Tequesquite or tequexquite (from Nahuatl tequixquitl) is a natural mineral salt containing compounds of sodium chloride, sodium carbonate, and sodium sulphate, used in Mexico since pre-Hispanic times mainly as a food seasoning. It is found naturally in central Mexico particularly in previously lacustrine environments where the mineral salt forms a sedimentary crust.
 
Chemically it is an alkaline rock composed of various minerals, which changes its ratio according to where it is obtained. It consists mainly of sodium bicarbonate and common salt (sodium chloride), but also contains potassium carbonate, sodium sulfate and clay. Its appearance is similar to that of common table salt in coarseness, but with a more greyish color.
 
It is classified into four types: mousse, confitillo, husk and dust. The first two are obtained from the recession of water, and the latter two as natural efflorescence. The latter contain more dirt, so the other two are preferred.
 
In industry it is also used with fats - saponified to make soap and prepare canvases.
 
Some locations in Mexico where it is mined are Lake Texcoco, Tequixquiac and Tequexquinahuac in the state of Mexico, Laguna Tequesquitengo in the state of Morelos, Nopalucan and Tequexquitla, in the state of Tlaxcala , Tequisquiapan, in the state of Querétaro, Tequesquite, in the state of Jalisco, Totolcingo lagoon in the state of Puebla and La Salada, in the state of Zacatecas.
 
Sometimes it is confused with Potassium nitrate, but its chemical composition is completely different.

History
At the time of the Aztecs, was obtained from Lake Texcoco, especially in the dry season. This lake is salt water, and when the water level of the lake fell or retreated, the water evaporates remained as sediment in some wells tequesquite salt. It is also found as efflorescent natural formation, leaving the soil by capillarity. Another place where salt was abundant was Iztapalapa, which also traded salt. For the Aztecs, salt was a luxury, so the lower classes could not afford it easily.
 
As of 2020, it can be bought in the markets of some towns in Mexico; it is still an ingredient used in many dishes. However, baking soda and table salt may be used as a substitute, but tradition dictates that the taste of tequesquite cannot be replaced.

In cooking
Tequesquite has many uses as an ingredient in traditional Mexican dishes. It is mainly used in products made from corn, such as tamales, to accentuate their flavor. The corn is usually boiled with it. It is also used for cooking nopales and other vegetables as it retains their bright green color, to soften dried beans, and as a meat tenderizer, similar to sodium bicarbonate.
 
It can be used as a leavening agent. To prepare, boil a solid tequestuite stone and the shells of ten tomatillos in a cup of water. Once the stone has been dissolved and the water has boiled remove from heat and let stand. When it is cold it is strained and added to the masa. Another recipe indicates the same procedure, but using 15 grams of tequesquite, 15 tomatillo shells and 1/4 L water.
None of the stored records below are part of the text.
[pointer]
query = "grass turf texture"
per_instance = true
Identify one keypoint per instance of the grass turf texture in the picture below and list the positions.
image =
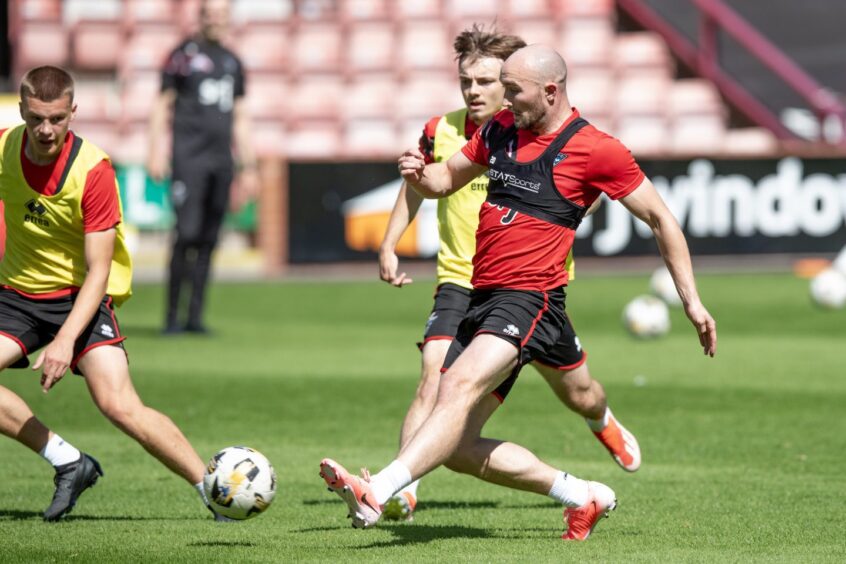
(743, 454)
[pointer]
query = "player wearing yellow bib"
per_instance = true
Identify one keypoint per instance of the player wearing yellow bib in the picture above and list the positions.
(480, 55)
(66, 266)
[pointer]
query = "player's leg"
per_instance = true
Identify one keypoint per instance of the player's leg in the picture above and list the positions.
(187, 195)
(565, 369)
(450, 307)
(106, 373)
(75, 471)
(485, 363)
(216, 200)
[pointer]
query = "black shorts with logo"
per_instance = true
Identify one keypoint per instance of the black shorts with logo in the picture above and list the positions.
(451, 304)
(535, 322)
(33, 324)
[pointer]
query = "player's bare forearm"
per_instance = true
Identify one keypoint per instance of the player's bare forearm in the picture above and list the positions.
(405, 209)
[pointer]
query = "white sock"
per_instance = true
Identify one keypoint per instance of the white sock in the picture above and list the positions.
(411, 488)
(569, 490)
(58, 452)
(597, 425)
(199, 487)
(391, 479)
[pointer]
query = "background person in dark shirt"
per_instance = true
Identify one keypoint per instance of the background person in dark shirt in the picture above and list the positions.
(203, 91)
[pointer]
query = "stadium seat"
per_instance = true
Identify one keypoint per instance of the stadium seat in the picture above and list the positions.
(370, 137)
(641, 52)
(366, 10)
(188, 16)
(269, 138)
(263, 48)
(316, 47)
(591, 91)
(425, 45)
(587, 46)
(484, 10)
(413, 10)
(544, 31)
(98, 100)
(138, 94)
(697, 134)
(36, 10)
(317, 96)
(530, 9)
(267, 96)
(750, 142)
(428, 94)
(76, 10)
(642, 95)
(40, 43)
(643, 135)
(584, 8)
(370, 96)
(148, 47)
(314, 140)
(148, 11)
(261, 11)
(102, 133)
(370, 47)
(95, 45)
In the novel Como agua para chocolate (Like Water for Chocolate) by Mexican author Laura Esquivel, tequesquite is used in the dish frijoles gordos con chile a la tezcucano (fat beans with chili Tezcucano style).

Other uses
Tequesquite is also used in the preparation of cobalt blue and orange that is used to decorate handmade pieces, especially in Puebla Talavera.